I implemented this in 4D for various systems, one enterprise system of which has been in use continuously for about 15 years now, and it was something people loved. Things they especially appreciated were being able to do a "word starting with" and "word sounds like" search (NOT Soundex).

I made sure the first version of our OOFILE C++ database engine had support for these features!

I'm not sure but I *think* Valentina may have something smarter to speedup fragment searches. I have had a few conversations with Ruslan over the years.

Something which people tend to dismiss is implementation differences affecting sheer speed of reading records from a database and doing whole text searches.
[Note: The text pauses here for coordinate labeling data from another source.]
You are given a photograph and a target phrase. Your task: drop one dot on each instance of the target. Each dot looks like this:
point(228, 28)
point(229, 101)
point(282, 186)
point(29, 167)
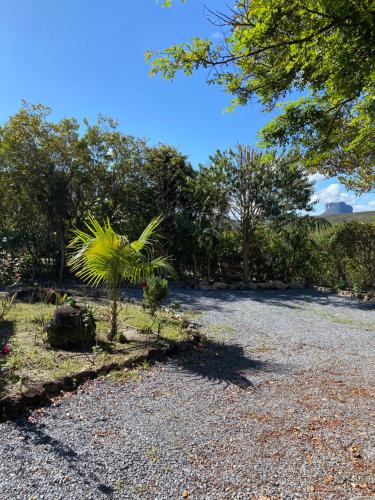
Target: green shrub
point(155, 291)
SQL engines vary widely in the cost of scanning all records in a table.

The classic text on indexing and searching text is "Managing Gigabytes". See http://www.cs.mu.oz.au/mg/ for more information and source code.

KEYWORD vs FRAGMENT searching
A keyword search for 'dent' will find '"Andy Dent" but not "The page indent".
It may match "the car was dented".

A wildcard search for '%dent%' will match all the above.

TIP
One simple optimisation I built into OOFILE but you can code in any application on top of your database is to factor out single wildcard searches, if you have an indexed way to do "starts with" searches.

Say someone is searching for "den%d"

Break that down into a search for startsWith("den') and a sub-search on the results for those matching "den%d'.

Given the speed of modern computers (vs the kinds of Macs I was delivering on in say 1994) this is probably only worth worrying about for collections in the hundreds of thousands of records, or certainly to be considered if similar searches are taking more than a second.